In January 2026, the RAND Corporation released a report that surveyed the available research on several gun control policies titled “The Science of Gun Policy.” In the study, RAND researchers sought to determine the impact of “Bans on the Sale of Assault Weapons and High-Capacity Magazines.” Unable to find a meaningful relationship between what they termed “high-capacity magazines” and violent crime, the study concluded, “we find inconclusive evidence for the effect of high-capacity magazine bans on total and firearm homicides.”[4]

 

There isn’t good evidence that banning standard capacity magazines reduces mass shootings or mass shooting casualties

The 1997 U.S. Department of Justice-funded study of the federal magazine ban noted,

We were unable to detect any reduction to date in two types of gun murders that are thought to be closely associated with assault weapons, those with multiple victims in a single incident and those producing multiple bullet wounds per victim.[5]

The 2004 U.S. Department of Justice-funded study of the 1994 “assault weapons” ban found that, “relatively few attacks involve more than 10 shots fired,” and that, “it is not clear how often the outcomes of gun attacks depend on the ability to fire more than 10 shots (the current limit on magazine capacity) without reloading.” [6]

A 2016 article published in Justice Research and Policy, examined 23 mass shootings with six or more victims that occurred between 1994 and 2013 and in which the perpetrator used one or more magazines with a capacity of more than 10 rounds.
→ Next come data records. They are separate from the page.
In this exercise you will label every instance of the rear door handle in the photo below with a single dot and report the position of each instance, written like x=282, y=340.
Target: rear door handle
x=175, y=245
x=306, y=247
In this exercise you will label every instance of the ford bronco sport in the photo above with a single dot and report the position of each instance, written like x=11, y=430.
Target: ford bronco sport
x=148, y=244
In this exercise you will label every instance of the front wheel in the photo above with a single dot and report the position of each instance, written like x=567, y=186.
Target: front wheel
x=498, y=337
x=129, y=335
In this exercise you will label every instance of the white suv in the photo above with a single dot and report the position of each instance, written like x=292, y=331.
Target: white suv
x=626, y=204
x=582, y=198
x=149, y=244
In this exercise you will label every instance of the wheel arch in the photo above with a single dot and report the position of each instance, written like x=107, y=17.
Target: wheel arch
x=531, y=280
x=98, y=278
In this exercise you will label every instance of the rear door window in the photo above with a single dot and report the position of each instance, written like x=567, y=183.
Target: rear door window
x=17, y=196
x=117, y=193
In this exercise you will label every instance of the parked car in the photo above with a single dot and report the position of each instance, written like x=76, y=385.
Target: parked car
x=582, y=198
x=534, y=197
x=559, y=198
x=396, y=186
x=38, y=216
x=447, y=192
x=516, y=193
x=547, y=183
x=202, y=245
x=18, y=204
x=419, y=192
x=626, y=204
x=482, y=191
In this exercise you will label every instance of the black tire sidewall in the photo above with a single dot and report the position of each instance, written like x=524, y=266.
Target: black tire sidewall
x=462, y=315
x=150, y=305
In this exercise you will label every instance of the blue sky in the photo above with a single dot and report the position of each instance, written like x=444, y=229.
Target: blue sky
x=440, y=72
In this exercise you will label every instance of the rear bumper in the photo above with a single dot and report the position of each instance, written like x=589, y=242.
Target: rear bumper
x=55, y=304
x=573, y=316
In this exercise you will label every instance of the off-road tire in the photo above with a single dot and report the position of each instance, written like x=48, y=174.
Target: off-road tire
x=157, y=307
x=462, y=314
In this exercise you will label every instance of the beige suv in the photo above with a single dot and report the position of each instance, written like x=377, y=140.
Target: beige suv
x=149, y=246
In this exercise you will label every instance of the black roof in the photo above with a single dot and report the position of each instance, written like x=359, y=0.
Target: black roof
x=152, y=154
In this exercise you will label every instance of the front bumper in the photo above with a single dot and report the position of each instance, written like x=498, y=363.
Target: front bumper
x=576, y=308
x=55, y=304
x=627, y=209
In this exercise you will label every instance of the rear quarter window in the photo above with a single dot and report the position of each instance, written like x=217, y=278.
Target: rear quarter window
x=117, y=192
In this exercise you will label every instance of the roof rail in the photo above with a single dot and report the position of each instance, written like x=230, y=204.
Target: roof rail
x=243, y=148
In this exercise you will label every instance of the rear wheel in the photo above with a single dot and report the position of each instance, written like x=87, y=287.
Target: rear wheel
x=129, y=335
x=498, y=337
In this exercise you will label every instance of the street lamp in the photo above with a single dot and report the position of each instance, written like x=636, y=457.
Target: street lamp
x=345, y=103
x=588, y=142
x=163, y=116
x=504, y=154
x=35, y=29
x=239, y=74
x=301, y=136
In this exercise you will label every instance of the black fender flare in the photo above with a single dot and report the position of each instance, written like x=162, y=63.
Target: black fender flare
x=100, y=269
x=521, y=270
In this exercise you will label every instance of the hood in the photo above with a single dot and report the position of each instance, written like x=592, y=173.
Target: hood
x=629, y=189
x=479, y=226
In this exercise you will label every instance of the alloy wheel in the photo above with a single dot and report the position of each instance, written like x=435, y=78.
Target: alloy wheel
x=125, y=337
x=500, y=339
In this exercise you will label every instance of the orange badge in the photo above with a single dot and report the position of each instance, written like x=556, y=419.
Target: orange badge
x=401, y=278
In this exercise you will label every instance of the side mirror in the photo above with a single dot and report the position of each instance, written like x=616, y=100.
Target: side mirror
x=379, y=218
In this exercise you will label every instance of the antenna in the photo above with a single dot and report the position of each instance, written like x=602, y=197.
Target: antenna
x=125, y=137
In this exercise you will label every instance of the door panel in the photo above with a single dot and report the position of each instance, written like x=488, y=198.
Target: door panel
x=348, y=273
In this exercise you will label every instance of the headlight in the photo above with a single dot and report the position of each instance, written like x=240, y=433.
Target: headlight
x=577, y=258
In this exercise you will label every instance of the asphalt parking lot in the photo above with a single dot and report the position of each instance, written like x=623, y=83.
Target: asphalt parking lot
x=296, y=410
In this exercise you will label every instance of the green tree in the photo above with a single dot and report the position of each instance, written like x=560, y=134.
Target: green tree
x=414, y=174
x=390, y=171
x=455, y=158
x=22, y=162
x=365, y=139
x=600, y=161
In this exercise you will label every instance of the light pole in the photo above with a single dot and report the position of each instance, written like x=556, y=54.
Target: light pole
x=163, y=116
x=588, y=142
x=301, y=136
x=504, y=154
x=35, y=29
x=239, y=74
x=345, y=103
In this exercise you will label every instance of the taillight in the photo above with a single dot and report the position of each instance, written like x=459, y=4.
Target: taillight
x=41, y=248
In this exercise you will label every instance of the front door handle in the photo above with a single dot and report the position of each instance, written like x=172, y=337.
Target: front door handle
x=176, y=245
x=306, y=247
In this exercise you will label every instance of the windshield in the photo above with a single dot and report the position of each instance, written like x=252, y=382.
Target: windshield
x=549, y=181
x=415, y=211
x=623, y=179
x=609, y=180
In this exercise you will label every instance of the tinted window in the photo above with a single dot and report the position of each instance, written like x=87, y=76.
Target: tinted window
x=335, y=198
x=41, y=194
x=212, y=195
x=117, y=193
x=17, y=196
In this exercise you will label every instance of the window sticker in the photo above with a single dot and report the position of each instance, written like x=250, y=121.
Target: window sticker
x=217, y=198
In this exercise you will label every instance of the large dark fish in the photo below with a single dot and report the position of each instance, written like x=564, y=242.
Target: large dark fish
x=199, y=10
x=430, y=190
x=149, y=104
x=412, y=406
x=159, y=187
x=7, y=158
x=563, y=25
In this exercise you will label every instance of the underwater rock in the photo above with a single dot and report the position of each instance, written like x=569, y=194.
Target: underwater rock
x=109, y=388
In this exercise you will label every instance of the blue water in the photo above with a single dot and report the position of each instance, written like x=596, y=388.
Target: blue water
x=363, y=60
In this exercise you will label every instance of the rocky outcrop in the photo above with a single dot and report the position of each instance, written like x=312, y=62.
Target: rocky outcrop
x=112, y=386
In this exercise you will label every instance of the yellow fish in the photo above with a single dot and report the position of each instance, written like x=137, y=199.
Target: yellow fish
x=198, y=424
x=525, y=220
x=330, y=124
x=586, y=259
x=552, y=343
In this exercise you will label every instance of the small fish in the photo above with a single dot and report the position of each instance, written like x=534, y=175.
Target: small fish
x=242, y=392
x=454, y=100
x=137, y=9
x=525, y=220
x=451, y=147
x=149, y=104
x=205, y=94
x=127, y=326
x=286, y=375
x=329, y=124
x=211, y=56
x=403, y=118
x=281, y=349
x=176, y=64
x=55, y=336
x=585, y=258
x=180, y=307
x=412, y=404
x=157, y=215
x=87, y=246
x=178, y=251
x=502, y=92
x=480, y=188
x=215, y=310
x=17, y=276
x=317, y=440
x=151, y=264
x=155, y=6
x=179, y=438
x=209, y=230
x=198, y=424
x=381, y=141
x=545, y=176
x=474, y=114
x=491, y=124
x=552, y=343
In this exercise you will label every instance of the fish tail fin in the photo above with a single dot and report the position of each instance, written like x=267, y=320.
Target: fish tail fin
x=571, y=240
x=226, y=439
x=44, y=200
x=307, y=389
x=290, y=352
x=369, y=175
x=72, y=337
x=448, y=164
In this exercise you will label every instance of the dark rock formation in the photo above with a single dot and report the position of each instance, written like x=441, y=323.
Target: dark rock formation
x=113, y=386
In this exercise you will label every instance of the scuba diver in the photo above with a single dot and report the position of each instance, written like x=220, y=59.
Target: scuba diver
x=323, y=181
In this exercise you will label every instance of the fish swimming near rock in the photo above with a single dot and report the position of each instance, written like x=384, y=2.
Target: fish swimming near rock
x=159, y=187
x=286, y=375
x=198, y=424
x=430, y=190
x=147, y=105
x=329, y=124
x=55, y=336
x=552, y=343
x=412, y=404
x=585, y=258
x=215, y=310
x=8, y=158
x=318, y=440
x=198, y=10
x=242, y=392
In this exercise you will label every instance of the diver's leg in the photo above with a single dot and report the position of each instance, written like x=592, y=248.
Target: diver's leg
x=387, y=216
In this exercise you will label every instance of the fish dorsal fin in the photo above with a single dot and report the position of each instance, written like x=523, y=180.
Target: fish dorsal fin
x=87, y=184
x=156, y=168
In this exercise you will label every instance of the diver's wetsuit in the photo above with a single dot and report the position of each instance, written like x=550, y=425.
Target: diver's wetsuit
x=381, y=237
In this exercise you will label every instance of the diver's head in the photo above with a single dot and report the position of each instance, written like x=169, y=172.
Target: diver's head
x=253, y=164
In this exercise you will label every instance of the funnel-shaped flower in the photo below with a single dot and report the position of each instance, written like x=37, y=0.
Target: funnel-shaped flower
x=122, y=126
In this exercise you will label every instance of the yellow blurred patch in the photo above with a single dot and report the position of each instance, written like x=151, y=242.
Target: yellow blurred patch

The study determined,

In sum, in nearly all [large capacity magazine]-involved mass shootings, the time it takes to reload a detachable magazine is no greater than the average time between shots that the shooter takes anyway when not reloading. Consequently, there is no affirmative evidence that reloading detachable magazines slows mass shooters’ rates of fire, and thus no affirmative evidence that the number of victims who could escape the killers due to additional pauses in the shooting is increased by the shooter’s need to change magazines.[7]

In the aftermath of the 2007 shooting at Virginia Tech, Governor Tim Kaine convened a review panel to study the tragedy. The perpetrator had used several magazines with a capacity greater than 10 rounds in the shooting. The report stated,

The panel also considered whether the previous federal Assault Weapons Act of 1994 that banned 15-round magazines would have made a difference in the April 16 incidents. The law lapsed after 10 years, in October 2004, and had banned clips or magazines with over 10 rounds. The panel concluded that 10-round magazines that were legal would have not made much difference in the incident. Even pistols with rapid loaders could have been about as deadly in this situation.[8]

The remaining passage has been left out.